Piccione et al. (2006) also tested a four-choice P300 paradigm with seven healthy volunteers and five individuals with tetraplegia, including one individual with ALS. In this paradigm, the participants attended to one of four flashing arrows to indicate which direction they wished to move a cursor: up, down, left, or right. Hoffman et al. (2007) tested a six-choice visual paradigm that allowed four healthy volunteers and five people severely disabled by ALS to select among icons representing four devices, a door, and a window.
Recently, Sellers et al. (2006b) presented preliminary data from subjects A and B in this study to illustrate their P300 response during successful use of the 6×6 matrix speller. The present study was designed to extend those encouraging initial findings by studying a larger group of individuals with ALS, evaluating the stability of their BCI performance in repeated sessions over a prolonged period of time, and by determining if an ALS population could use a P300-based matrix speller to communicate spontaneous words and phrases.
Eight individuals with amyotrophic lateral sclerosis (ALS), who were severely paralyzed (ALS-FRS score of 12±8), provided informed consent for the study. The study was approved by the Ethical Review Board of the Medical Faculty of the University of Tübingen in Germany. All participants were tested in their home environment. Six individuals completed Phase I of the study in which they copy-spelled 51 characters in each of 12 experimental sessions (described below in section 2.5). A seventh individual was excluded because our algorithm failed to detect a reliable difference in his EEG between the desired character and all other characters while he performed the copy-spelling task. An eighth individual withdrew after eight copy-spelling sessions when persistent electrical noise in the home environment prolonged set-up and data-collection time. Four individuals who completed Phase I also completed Phase II of the study. In Phase II, participants performed a brief copy-spelling session followed by free-spelling that allowed them to produce original and spontaneous messages. All demographics are included in Table 1.
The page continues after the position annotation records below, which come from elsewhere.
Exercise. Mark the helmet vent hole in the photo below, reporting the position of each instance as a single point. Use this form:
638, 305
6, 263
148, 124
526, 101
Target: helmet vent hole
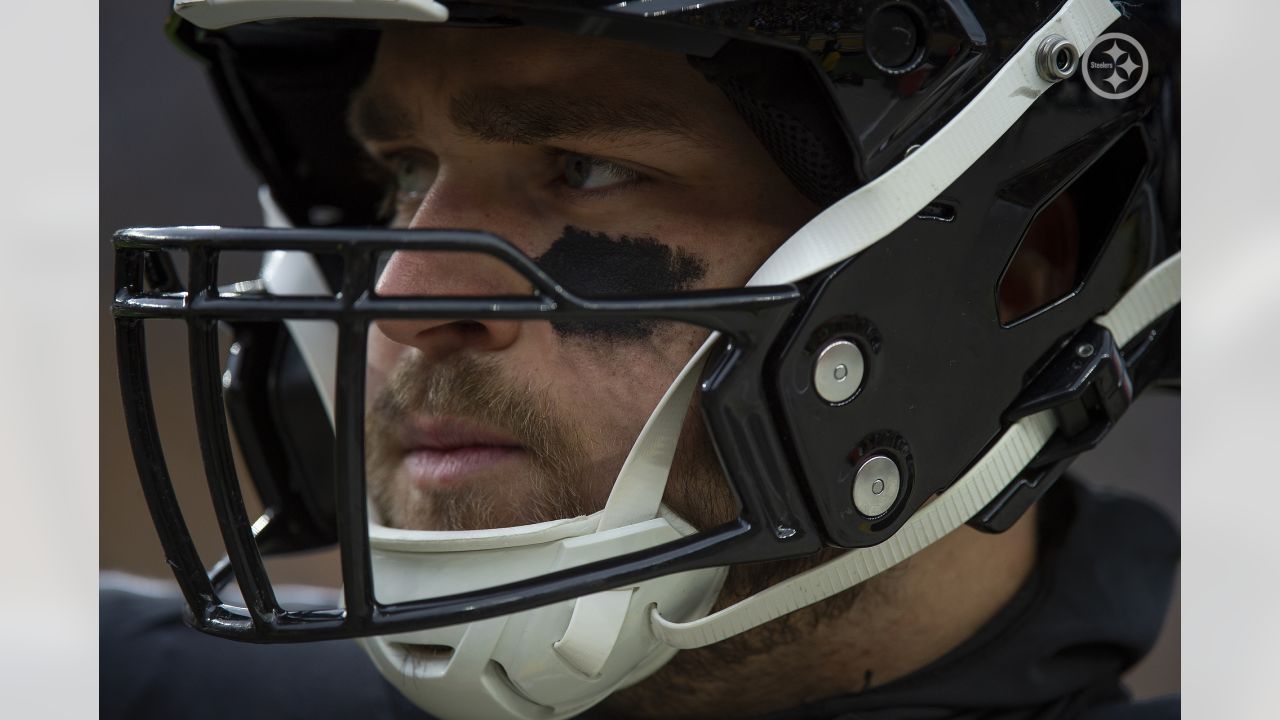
1070, 228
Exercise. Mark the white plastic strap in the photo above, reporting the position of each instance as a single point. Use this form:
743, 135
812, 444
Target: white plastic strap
1144, 300
1157, 292
853, 224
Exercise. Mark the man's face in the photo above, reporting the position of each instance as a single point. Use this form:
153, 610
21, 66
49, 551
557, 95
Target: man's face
620, 171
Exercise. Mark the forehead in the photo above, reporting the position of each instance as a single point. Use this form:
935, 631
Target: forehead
420, 69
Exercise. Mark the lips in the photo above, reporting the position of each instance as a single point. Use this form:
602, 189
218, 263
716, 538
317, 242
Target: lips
444, 451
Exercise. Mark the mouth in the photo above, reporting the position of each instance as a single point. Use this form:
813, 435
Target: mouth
446, 451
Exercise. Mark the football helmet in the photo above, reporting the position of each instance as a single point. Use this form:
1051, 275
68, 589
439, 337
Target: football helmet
878, 382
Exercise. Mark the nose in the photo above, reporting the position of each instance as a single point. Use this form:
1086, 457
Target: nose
455, 274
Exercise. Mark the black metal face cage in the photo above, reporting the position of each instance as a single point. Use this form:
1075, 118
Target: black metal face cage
745, 318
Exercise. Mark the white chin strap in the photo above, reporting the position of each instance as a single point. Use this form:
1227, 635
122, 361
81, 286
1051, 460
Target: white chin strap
556, 661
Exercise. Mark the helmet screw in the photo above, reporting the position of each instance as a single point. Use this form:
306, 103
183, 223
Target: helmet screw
1056, 58
839, 372
877, 486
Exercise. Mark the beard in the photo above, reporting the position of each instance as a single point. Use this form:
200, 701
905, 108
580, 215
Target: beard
561, 481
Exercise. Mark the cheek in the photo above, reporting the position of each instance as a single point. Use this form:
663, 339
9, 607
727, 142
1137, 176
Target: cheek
382, 358
613, 388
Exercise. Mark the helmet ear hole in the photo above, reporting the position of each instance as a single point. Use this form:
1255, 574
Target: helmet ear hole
1063, 241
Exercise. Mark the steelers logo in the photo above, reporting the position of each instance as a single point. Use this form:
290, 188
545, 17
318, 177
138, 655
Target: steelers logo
1115, 65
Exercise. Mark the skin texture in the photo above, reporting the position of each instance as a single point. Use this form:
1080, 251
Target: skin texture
480, 141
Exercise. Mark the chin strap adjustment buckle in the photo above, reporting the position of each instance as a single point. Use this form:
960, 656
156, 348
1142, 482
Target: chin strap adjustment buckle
1088, 387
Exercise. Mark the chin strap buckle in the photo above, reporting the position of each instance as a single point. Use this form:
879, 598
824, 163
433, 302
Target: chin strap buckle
1088, 387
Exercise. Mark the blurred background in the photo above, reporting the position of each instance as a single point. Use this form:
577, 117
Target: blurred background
168, 159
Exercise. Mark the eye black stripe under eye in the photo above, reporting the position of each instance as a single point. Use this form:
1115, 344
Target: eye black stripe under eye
599, 265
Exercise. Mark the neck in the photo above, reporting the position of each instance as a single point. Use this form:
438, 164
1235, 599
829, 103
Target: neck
894, 624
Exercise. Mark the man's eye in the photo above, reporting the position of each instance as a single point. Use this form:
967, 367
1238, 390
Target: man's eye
581, 172
414, 177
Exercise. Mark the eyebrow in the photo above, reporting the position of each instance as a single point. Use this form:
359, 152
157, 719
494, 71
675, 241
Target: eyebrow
524, 117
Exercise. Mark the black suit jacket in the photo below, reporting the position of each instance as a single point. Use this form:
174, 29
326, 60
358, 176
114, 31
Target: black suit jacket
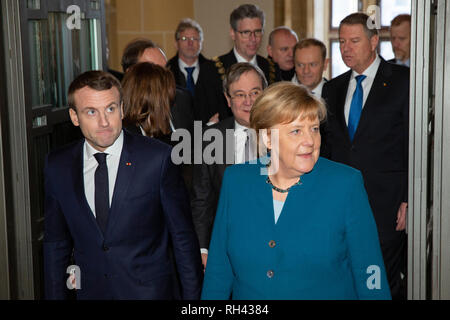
207, 181
183, 110
149, 214
208, 98
380, 146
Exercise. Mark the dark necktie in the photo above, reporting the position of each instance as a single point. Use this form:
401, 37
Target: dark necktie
101, 191
356, 107
190, 85
247, 147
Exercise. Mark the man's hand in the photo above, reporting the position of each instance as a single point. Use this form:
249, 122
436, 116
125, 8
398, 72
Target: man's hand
401, 217
204, 259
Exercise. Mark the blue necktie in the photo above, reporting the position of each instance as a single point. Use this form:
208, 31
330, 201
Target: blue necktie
101, 191
356, 107
190, 85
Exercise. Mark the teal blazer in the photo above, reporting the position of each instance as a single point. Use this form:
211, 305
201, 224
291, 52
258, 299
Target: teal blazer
324, 245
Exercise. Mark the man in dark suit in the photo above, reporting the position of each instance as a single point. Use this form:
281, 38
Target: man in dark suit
310, 56
242, 85
367, 128
115, 204
197, 74
247, 28
145, 50
280, 51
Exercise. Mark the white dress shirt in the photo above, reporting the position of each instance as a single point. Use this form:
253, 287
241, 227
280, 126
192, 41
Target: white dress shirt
240, 58
240, 137
317, 91
90, 164
370, 74
182, 65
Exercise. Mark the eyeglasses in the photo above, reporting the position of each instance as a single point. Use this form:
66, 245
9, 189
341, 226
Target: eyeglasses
247, 33
240, 97
188, 38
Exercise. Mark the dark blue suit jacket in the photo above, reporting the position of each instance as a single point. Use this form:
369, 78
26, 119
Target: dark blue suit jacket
149, 214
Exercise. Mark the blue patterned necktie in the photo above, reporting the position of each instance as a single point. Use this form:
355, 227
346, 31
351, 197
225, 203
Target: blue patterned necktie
356, 107
190, 85
101, 191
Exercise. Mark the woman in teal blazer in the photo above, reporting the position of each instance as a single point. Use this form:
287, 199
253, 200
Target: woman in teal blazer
300, 227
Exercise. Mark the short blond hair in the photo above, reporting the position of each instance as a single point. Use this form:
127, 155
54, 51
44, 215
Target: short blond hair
282, 103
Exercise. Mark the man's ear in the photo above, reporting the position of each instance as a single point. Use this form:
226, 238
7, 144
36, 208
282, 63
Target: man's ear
265, 135
325, 64
228, 99
232, 34
269, 50
74, 117
374, 42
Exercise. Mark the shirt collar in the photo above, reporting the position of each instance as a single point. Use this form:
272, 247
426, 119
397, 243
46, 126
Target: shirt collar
405, 63
239, 58
238, 127
115, 149
183, 64
318, 88
371, 71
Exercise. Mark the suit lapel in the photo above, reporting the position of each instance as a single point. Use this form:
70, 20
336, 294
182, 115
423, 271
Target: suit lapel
124, 177
78, 181
377, 92
341, 95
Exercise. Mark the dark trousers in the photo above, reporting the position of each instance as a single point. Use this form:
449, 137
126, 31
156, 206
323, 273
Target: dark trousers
394, 249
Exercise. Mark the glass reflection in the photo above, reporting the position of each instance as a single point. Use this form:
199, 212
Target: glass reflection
58, 55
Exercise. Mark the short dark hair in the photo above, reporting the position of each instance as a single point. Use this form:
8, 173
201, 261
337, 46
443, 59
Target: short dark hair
188, 23
235, 72
400, 19
246, 11
149, 92
97, 80
134, 50
310, 42
361, 19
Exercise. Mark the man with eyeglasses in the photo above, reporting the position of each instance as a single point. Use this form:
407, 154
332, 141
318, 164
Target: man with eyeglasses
242, 84
247, 29
196, 73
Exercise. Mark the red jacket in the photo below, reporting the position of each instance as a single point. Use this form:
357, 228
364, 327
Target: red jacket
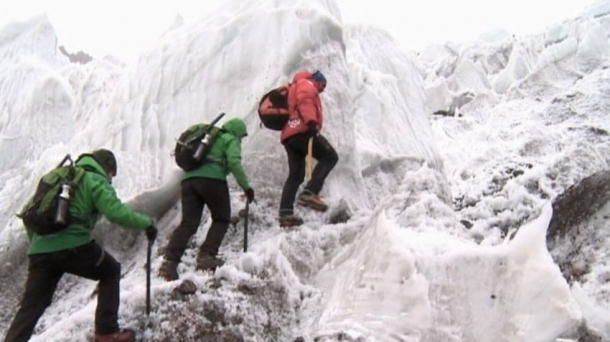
304, 105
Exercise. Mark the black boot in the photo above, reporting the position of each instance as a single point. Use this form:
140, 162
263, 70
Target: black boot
206, 262
169, 270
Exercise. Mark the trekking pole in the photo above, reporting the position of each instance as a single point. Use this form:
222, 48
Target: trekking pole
148, 254
309, 159
246, 226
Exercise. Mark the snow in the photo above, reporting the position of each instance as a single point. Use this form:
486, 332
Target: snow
528, 120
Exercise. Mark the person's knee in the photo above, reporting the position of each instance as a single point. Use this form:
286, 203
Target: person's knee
333, 158
296, 176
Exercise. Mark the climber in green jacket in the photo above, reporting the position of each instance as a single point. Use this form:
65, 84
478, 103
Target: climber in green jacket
73, 251
207, 186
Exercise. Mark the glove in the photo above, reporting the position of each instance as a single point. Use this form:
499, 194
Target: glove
151, 233
249, 194
312, 128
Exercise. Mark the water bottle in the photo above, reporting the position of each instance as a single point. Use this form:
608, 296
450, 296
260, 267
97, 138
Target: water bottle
202, 146
61, 215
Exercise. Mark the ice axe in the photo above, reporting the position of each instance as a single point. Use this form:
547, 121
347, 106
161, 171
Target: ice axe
148, 257
246, 214
309, 159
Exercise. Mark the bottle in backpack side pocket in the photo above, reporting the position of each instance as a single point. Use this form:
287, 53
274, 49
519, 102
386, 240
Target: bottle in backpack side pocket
61, 215
202, 147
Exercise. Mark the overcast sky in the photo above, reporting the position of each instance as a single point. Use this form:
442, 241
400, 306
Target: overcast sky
125, 27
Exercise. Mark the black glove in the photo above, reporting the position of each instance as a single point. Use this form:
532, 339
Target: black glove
151, 233
249, 194
312, 128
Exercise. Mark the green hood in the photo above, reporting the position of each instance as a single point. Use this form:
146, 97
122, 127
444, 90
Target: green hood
86, 161
237, 127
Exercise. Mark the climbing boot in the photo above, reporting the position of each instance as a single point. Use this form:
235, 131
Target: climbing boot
169, 270
290, 221
206, 262
123, 335
311, 201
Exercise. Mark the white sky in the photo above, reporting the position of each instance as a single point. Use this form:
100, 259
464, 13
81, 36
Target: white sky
123, 28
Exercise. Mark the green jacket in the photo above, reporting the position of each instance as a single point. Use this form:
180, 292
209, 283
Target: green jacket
225, 156
93, 196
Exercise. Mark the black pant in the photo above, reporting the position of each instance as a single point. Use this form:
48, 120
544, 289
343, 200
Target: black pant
196, 193
44, 272
296, 149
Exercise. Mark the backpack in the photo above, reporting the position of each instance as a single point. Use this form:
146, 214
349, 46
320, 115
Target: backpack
190, 141
40, 213
273, 108
194, 144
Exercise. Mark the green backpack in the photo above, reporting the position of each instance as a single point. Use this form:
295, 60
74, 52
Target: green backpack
189, 143
46, 212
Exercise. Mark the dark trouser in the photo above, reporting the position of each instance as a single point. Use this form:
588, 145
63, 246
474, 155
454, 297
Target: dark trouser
296, 149
196, 193
44, 272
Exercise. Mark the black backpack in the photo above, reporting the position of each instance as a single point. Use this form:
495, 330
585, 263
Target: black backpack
273, 108
195, 143
40, 213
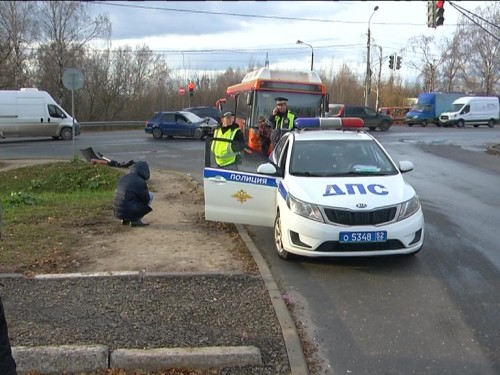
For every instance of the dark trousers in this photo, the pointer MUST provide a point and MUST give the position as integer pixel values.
(7, 363)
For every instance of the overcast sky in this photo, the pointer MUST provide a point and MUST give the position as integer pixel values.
(216, 35)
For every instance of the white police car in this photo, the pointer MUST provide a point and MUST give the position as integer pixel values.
(325, 192)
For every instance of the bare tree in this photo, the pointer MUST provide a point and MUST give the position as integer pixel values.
(66, 28)
(480, 45)
(429, 62)
(18, 27)
(453, 58)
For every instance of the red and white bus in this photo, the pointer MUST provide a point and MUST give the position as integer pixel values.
(256, 96)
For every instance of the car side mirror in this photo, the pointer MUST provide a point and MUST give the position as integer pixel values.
(266, 168)
(405, 166)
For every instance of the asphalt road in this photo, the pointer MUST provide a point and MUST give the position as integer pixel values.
(436, 313)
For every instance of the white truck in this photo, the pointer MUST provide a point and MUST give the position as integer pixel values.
(472, 110)
(34, 113)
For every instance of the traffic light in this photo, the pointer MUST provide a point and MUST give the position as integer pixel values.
(431, 13)
(439, 13)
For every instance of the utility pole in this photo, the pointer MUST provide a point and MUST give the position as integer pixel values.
(379, 79)
(368, 68)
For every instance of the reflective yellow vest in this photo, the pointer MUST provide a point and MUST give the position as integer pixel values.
(223, 151)
(280, 121)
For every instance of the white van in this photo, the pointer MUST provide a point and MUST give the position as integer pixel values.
(472, 110)
(33, 113)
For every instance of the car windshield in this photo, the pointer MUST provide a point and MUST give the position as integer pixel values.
(327, 158)
(192, 117)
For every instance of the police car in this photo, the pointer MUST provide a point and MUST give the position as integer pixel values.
(327, 193)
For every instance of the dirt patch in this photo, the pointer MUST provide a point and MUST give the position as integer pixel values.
(178, 238)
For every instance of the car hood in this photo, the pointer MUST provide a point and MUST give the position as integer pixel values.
(350, 192)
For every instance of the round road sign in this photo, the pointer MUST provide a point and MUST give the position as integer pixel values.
(73, 78)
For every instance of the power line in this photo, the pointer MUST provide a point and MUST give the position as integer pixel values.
(464, 12)
(244, 15)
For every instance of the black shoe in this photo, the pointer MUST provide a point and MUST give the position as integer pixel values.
(138, 224)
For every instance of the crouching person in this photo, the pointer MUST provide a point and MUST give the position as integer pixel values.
(132, 196)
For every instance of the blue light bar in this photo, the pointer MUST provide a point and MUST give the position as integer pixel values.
(334, 123)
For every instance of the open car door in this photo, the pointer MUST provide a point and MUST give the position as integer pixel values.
(239, 195)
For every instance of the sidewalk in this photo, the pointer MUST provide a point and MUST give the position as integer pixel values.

We conducted the study in two phases. In Phase I, each participant completed 2 calibration sessions followed by 10 copy-spelling sessions over 6 – 14 weeks. In copy-spelling sessions, the computer prompts the user with text to copy character by character (Kübler et al., 2001). We sought to demonstrate three important principles. First, that the P300 response to a desired character compared to all other characters in an n × n matrix could be detected reliably in individuals with ALS - with a minimum of 70% accuracy as a predictor for satisfactory communication (Choularton and Dale, 2004; for further discussion of why a minimal accuracy of 70% is required for satisfactory BCI control see Sellers et al, 2006a). Second, that accuracy does not change significantly over time. In this study, we examined performance over the course of 10 sessions using a matrix-spelling task. Third, that over time P300 amplitude does not decline nor does P300 latency substantially change. While amplitude decline would ultimately cause the system to fail, amplitude and/or latency changes, while requiring periodic updates in the system, would not necessarily compromise BCI performance.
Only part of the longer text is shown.